The vein is tied to the stripper and, when the stripper is removed, the vein is stripped out. Think that sounds barbaric and painful? It is.

Why vein stripping should no longer be performed

The technique of vein stripping:

  • greatly increases the risk of the vein growing back again
  • generates unnecessary incisions
  • causes unnecessary pain and bruising
  • requires unnecessary general anaesthetic
  • leads to increased recovery time off work

However, perhaps the best argument against vein stripping is simply that, under The Whiteley Clinic Protocol®, there is a far superior and contemporary ‘pin hole’ vein technique available – Endovenous Laser Ablation (EVLA) – which outperforms vein stripping in each of the above respects.
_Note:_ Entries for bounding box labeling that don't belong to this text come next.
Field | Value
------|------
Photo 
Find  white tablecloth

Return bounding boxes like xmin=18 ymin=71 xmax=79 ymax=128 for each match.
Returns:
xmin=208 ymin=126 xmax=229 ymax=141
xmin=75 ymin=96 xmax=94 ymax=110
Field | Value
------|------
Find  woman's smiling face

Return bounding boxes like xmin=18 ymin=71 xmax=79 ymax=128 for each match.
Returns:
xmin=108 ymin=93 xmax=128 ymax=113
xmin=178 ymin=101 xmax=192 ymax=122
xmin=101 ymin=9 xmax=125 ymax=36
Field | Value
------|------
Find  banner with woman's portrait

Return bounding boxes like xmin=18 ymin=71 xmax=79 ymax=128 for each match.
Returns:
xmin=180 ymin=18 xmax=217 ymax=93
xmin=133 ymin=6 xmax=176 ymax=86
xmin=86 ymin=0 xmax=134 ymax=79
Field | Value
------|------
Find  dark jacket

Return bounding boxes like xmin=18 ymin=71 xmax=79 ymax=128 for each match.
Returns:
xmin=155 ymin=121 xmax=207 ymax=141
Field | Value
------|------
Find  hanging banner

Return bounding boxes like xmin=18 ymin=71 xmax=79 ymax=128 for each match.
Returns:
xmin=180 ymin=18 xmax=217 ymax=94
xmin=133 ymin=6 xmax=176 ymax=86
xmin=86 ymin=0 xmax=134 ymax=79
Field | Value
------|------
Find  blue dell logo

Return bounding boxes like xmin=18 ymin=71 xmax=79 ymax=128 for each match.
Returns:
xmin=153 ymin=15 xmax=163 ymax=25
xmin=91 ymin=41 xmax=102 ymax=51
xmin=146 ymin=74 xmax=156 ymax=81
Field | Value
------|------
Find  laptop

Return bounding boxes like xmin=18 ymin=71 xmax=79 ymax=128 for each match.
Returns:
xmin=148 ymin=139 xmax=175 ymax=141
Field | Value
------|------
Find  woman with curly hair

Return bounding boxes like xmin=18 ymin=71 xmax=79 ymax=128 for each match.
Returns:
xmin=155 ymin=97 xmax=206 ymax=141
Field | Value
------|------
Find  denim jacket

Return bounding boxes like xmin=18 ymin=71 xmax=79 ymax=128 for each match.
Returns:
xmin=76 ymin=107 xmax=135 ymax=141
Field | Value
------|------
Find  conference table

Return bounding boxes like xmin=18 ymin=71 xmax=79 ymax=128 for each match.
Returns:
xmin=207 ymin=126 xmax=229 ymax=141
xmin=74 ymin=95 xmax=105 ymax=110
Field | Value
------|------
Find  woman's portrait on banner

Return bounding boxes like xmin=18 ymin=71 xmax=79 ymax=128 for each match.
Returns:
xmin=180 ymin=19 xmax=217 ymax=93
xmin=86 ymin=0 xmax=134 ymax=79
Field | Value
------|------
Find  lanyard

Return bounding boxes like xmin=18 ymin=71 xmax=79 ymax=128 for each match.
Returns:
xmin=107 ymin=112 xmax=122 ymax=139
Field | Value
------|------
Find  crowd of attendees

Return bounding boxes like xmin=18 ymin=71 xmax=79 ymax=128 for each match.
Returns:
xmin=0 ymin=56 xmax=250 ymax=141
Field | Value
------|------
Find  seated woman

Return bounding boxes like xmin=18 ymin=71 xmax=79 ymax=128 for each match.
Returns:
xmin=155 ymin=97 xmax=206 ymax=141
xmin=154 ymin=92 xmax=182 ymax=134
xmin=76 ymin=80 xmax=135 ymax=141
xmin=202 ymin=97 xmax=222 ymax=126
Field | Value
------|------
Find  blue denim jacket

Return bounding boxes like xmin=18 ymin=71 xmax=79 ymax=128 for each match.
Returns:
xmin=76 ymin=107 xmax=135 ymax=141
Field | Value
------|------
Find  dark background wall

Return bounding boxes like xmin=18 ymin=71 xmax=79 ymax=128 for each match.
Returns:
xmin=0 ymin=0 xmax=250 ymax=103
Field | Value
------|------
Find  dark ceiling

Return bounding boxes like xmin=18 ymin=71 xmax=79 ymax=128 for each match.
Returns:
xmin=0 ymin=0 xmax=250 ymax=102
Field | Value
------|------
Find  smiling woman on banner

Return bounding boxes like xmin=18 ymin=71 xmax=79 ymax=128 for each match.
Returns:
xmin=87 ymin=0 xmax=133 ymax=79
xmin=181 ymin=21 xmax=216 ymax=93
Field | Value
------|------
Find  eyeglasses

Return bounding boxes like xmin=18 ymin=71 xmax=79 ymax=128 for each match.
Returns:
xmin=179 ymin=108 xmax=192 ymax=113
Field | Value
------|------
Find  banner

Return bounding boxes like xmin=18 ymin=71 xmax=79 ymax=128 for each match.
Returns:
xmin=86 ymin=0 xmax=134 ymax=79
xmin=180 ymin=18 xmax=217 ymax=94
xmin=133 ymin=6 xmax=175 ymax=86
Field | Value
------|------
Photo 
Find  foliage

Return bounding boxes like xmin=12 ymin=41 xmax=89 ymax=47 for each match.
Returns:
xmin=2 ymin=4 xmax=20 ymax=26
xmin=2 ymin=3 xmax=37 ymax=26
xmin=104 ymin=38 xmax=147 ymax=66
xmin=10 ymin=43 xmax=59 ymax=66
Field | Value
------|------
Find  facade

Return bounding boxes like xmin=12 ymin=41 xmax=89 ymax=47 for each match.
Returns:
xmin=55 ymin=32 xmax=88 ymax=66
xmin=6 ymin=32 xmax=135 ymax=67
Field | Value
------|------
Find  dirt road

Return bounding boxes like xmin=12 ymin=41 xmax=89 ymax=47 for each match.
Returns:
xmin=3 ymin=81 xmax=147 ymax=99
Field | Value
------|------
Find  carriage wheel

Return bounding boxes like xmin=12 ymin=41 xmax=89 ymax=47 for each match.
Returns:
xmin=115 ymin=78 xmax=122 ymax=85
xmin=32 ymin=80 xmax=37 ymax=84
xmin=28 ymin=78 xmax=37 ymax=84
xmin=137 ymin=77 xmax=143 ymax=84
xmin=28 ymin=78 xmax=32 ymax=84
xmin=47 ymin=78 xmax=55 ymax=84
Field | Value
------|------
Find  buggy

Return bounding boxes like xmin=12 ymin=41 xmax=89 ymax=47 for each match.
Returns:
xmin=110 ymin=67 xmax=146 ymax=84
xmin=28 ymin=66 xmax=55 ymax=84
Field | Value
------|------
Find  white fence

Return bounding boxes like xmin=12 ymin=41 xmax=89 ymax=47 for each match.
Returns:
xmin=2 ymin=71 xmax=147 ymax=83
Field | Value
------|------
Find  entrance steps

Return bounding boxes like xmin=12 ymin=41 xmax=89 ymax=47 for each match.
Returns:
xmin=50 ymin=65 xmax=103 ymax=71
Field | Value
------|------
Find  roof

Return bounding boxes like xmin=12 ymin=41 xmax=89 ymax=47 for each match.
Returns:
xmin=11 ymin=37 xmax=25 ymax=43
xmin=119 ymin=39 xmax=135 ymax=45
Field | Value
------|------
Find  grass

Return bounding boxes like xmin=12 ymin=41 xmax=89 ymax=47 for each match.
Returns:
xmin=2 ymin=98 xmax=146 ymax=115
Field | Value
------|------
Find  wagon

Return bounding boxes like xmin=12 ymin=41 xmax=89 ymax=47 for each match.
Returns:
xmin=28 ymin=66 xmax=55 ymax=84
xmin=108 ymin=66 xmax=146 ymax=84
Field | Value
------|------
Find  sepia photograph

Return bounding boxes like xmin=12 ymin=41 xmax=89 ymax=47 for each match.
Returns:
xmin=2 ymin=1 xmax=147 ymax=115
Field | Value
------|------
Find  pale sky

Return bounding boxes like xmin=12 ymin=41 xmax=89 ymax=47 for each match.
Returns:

As the UK’s leading specialist varicose vein centre, we see a large number of patients who have previously had vein stripping surgery elsewhere. When, as they almost inevitably do, their varicose veins recur, we often find that the veins have grown back due to the stripping. Additionally, our superior investigation techniques also often reveal that more complex patterns of venous dysfunction – such as pelvic vein reflux feeding into the legs, or perforator vein incompetence – have been missed by surgeons adopting the more ‘traditional’ narrow approach to the condition.

As noted in our Varicose Veins treatment section, we combine EVLA as our lead technique with a range of complementary procedures to tailor a treatment plan for every individual patient to achieve the very best outcome.